Semantic Scene Completion (SSC) has emerged as a pivotal approach for jointly learning scene geometry and semantics, enabling downstream applications such as navigation in mobile robotics. The recent generalization to Panoptic Scene Completion (PSC) advances the SSC domain by integrating instance-level information, thereby enhancing object-level sensitivity in scene understanding. While PSC was introduced using LiDAR modality, methods based on camera images remain largely unexplored. Moreover, recent Transformer-based approaches utilize a fixed set of learned queries to reconstruct objects within the scene volume. Although these queries are typically updated with image context during training, they remain static at test time, limiting their ability to dynamically adapt specifically to the observed scene. To overcome these limitations, we propose IPFormer, the first method that leverages context-adaptive instance proposals at train and test time to address vision-based 3D Panoptic Scene Completion. Specifically, IPFormer adaptively initializes these queries as panoptic instance proposals derived from image context and further refines them through attention-based encoding and decoding to reason about semantic instance-voxel relationships. Extensive experimental results show that our approach achieves state-of-the-art in-domain performance, exhibits superior zero-shot generalization on out-of-domain data, and achieves a runtime reduction exceeding 14x. These results highlight our introduction of context-adaptive instance proposals as a pioneering effort in addressing vision-based 3D Panoptic Scene Completion.

Paper Structure

This paper contains 26 sections, 12 equations, 5 figures, 10 tables.

Figures (5)

  • Figure 1: Comparison of query initialization for Panoptic Scene Completion (PSC).
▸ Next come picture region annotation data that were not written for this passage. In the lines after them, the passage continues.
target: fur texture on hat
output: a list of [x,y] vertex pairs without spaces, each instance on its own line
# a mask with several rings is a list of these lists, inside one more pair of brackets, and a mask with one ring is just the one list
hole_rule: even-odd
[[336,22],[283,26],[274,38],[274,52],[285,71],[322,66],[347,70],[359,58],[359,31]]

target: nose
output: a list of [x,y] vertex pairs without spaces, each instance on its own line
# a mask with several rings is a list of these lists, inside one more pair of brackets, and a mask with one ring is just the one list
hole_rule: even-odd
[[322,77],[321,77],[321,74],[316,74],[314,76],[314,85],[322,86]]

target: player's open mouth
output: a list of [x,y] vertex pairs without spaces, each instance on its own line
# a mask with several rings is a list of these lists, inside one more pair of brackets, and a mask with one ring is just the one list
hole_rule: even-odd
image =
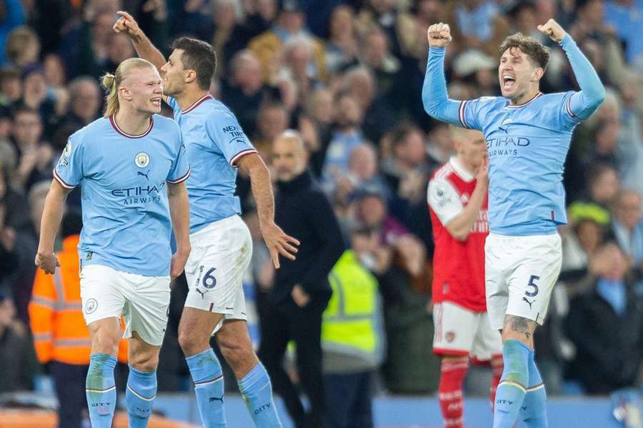
[[516,84],[516,79],[510,74],[502,75],[502,88],[503,89],[511,89]]

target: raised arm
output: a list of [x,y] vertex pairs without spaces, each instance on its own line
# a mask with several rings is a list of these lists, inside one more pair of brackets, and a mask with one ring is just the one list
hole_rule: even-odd
[[64,212],[65,199],[71,191],[71,189],[65,188],[58,181],[53,180],[45,199],[40,223],[40,242],[35,261],[36,265],[45,273],[54,273],[56,268],[60,266],[54,254],[54,241],[56,240],[56,233]]
[[121,17],[114,24],[114,31],[116,33],[122,32],[127,34],[136,50],[136,54],[154,64],[159,69],[159,73],[161,73],[161,67],[165,63],[165,57],[163,56],[163,54],[152,44],[131,15],[122,11],[119,11],[116,14]]
[[449,99],[444,78],[445,46],[451,41],[451,31],[446,24],[434,24],[427,31],[429,39],[429,59],[422,85],[422,104],[431,117],[462,126],[459,120],[460,102]]
[[579,119],[588,118],[605,99],[605,87],[601,79],[576,42],[557,22],[549,19],[544,25],[539,25],[538,31],[559,44],[567,55],[576,81],[581,89],[572,96],[569,111]]

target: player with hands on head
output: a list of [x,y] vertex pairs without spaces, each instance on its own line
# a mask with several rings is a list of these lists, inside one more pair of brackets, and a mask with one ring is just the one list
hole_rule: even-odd
[[241,281],[252,242],[234,195],[237,168],[250,176],[259,228],[274,267],[279,268],[280,256],[294,260],[299,243],[274,223],[271,180],[264,161],[232,112],[208,93],[216,67],[212,46],[181,37],[166,61],[131,16],[118,14],[114,31],[126,34],[139,56],[161,73],[164,99],[183,131],[192,170],[186,186],[193,250],[186,265],[189,290],[179,343],[195,384],[201,420],[208,427],[225,425],[222,372],[209,344],[214,334],[255,424],[281,427],[270,379],[252,350],[246,322]]
[[553,19],[538,30],[567,56],[580,91],[539,91],[549,49],[521,34],[501,44],[502,96],[448,98],[444,46],[449,26],[432,25],[422,88],[433,118],[483,132],[489,156],[489,225],[485,243],[487,307],[500,330],[504,369],[496,393],[494,428],[547,427],[544,386],[534,360],[534,331],[544,321],[561,268],[557,228],[567,223],[563,168],[576,126],[596,111],[605,88],[592,64]]
[[170,278],[181,274],[190,253],[185,186],[190,168],[179,126],[158,114],[162,88],[154,65],[126,59],[102,83],[108,91],[104,117],[69,137],[54,169],[36,265],[59,275],[54,241],[65,198],[81,186],[78,250],[83,315],[91,337],[89,419],[95,428],[111,427],[122,313],[129,338],[125,402],[129,427],[139,428],[147,426],[156,394]]

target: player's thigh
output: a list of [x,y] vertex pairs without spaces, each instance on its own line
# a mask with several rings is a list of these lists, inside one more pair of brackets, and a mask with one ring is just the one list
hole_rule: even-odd
[[489,234],[484,243],[484,287],[492,327],[501,330],[509,300],[507,277],[514,255],[507,237]]
[[124,337],[131,337],[135,332],[145,343],[161,346],[169,313],[170,278],[134,274],[126,274],[126,277]]
[[235,306],[243,302],[239,298],[239,290],[242,292],[243,276],[252,255],[252,241],[247,227],[238,216],[221,221],[225,222],[224,228],[206,230],[191,241],[192,251],[186,269],[189,291],[185,306],[234,315]]
[[497,330],[492,328],[487,313],[479,314],[472,358],[487,362],[499,355],[502,355],[502,336]]
[[557,233],[521,237],[521,260],[509,279],[507,315],[542,325],[552,290],[558,280],[562,263],[560,235]]
[[433,305],[433,352],[438,355],[467,356],[472,350],[477,314],[451,302]]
Existing methods, e.g. Symphonies symphonies, randomly initialize instance queries and incorporate context-awareness during training. However, these queries retain their static nature at test time, as they are shared across all inputs. Our method IPFormer initializes them as instance proposals, which preserve context-adaptivity at test time, effectively aggregating directed features for improved PSC performance. Due to the the novelty of vision-based PSC and the absence of established baselines, we apply DBSCAN ester1996_dbscan clustering to Symphonies' SSC output to retrieve its individual instances.
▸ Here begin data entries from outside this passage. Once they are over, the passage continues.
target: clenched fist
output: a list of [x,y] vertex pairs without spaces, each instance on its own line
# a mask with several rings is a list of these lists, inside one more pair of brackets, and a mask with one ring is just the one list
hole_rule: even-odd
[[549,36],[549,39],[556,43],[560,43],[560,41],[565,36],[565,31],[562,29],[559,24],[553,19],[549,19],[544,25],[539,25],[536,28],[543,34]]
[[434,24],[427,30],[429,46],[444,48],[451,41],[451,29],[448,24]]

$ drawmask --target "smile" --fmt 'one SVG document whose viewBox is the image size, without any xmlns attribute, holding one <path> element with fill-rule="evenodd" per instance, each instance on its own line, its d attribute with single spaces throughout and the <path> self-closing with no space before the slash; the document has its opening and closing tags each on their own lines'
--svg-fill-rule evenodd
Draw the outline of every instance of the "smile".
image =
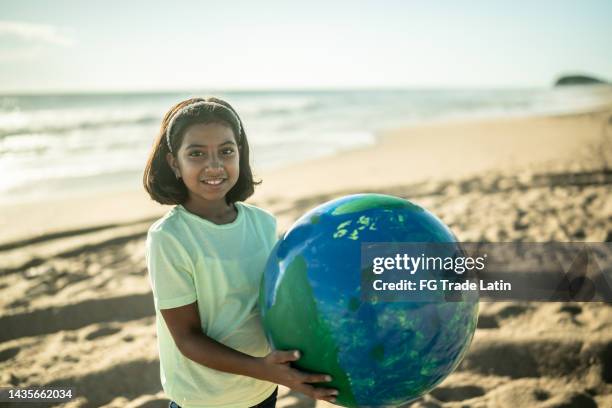
<svg viewBox="0 0 612 408">
<path fill-rule="evenodd" d="M 224 178 L 216 178 L 216 179 L 202 180 L 202 183 L 208 184 L 209 186 L 218 186 L 219 184 L 223 183 L 224 181 L 225 181 Z"/>
</svg>

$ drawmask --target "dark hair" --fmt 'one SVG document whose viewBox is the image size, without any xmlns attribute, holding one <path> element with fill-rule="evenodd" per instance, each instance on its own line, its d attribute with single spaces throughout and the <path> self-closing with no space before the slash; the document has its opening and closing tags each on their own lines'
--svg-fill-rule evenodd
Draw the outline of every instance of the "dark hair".
<svg viewBox="0 0 612 408">
<path fill-rule="evenodd" d="M 199 104 L 198 102 L 213 103 Z M 223 105 L 229 110 L 218 105 Z M 184 100 L 174 105 L 166 113 L 145 166 L 142 179 L 145 190 L 153 200 L 160 204 L 183 204 L 187 200 L 189 196 L 187 187 L 182 179 L 176 178 L 166 160 L 166 155 L 171 153 L 176 157 L 187 128 L 199 123 L 219 123 L 233 130 L 239 148 L 240 170 L 238 181 L 226 194 L 225 201 L 232 204 L 246 200 L 253 195 L 255 185 L 261 184 L 261 181 L 253 179 L 249 163 L 249 142 L 244 125 L 238 113 L 229 103 L 212 97 Z M 168 126 L 171 126 L 170 132 L 168 132 Z"/>
</svg>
  • Figure 2: Detailed architecture of IPFormer. Our method refines image features and a depth map to produce 3D context features, which are sampled based on visibility to generate context-adaptive instance and voxel proposals. In a two-stage training strategy, voxel proposals first handle Semantic Scene Completion, guiding the latent space toward detailed geometry and semantics. The second stage attends instance proposals over the pretrained voxel features to register individual instances. This dual-head design aligns semantics, instances and voxels, enabling robust Panoptic Scene Completion.
  • Figure 3: Instance-specific saliency. Through gradient-based attribution, we derive saliency maps that highlight image regions in green, where an individual instance mainly retrieves context from. Our introduced instance proposals effectively adapt to scene characteristics by guiding feature aggregation, substantially improving identification, classification, and completion. In contrast, instance queries sample context in an undirected manner, causing misclassification and geometric ambiguity.
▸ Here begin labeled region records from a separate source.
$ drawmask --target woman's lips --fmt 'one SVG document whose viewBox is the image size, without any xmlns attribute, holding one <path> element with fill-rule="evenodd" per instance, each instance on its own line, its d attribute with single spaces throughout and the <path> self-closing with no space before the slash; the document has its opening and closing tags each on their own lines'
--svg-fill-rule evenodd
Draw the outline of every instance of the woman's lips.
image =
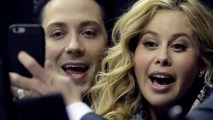
<svg viewBox="0 0 213 120">
<path fill-rule="evenodd" d="M 168 91 L 175 82 L 175 77 L 167 72 L 153 72 L 149 75 L 149 79 L 151 88 L 156 92 Z"/>
</svg>

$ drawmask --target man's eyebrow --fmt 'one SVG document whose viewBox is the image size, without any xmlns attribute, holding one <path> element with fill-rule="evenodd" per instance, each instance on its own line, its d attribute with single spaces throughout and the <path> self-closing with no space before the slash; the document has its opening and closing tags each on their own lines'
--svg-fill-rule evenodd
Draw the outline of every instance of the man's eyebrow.
<svg viewBox="0 0 213 120">
<path fill-rule="evenodd" d="M 98 28 L 101 27 L 101 25 L 95 21 L 83 21 L 80 23 L 80 27 L 86 27 L 86 26 L 96 26 Z"/>
<path fill-rule="evenodd" d="M 52 27 L 66 27 L 66 25 L 64 23 L 61 23 L 61 22 L 57 22 L 57 23 L 50 23 L 48 26 L 47 26 L 47 31 L 49 29 L 51 29 Z"/>
</svg>

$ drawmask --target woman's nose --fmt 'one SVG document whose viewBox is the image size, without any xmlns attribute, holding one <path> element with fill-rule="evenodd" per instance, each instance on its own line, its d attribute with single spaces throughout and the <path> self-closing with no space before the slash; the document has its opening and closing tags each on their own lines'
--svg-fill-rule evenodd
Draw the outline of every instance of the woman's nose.
<svg viewBox="0 0 213 120">
<path fill-rule="evenodd" d="M 156 64 L 160 64 L 161 66 L 171 66 L 171 58 L 167 49 L 159 50 L 159 53 L 157 54 Z"/>
</svg>

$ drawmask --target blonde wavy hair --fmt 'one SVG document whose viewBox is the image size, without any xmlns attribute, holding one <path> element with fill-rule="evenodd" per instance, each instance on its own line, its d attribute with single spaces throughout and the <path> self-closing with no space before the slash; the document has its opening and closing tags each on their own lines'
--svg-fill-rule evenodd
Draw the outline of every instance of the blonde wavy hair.
<svg viewBox="0 0 213 120">
<path fill-rule="evenodd" d="M 138 0 L 117 20 L 112 31 L 116 45 L 107 52 L 96 84 L 90 90 L 92 108 L 97 114 L 111 120 L 127 120 L 141 104 L 133 55 L 138 37 L 159 10 L 180 11 L 192 24 L 205 67 L 205 82 L 211 86 L 213 14 L 210 9 L 198 0 Z"/>
</svg>

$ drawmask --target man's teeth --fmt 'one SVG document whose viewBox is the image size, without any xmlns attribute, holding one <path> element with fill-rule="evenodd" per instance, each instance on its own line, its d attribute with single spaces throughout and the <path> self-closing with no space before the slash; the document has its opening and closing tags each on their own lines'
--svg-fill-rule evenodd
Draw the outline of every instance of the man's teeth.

  • Figure 4: Qualitative results on the SemanticKITTI val. set semantickitti. Each top row illustrates purely semantic information, following the SSC color map. Each bottom row displays individual instances, with randomly assigned colors to facilitate differentiation. Note that we specifically show instances of the Thing-category for clarity.
  • Figure 5: Additional qualitative results on the SemanticKITTI val. set semantickitti. Each top row illustrates purely semantic information, following the SSC color map. Each bottom row displays individual instances, with randomly assigned colors to facilitate differentiation. Note that we specifically show instances of the Thing category for clarity.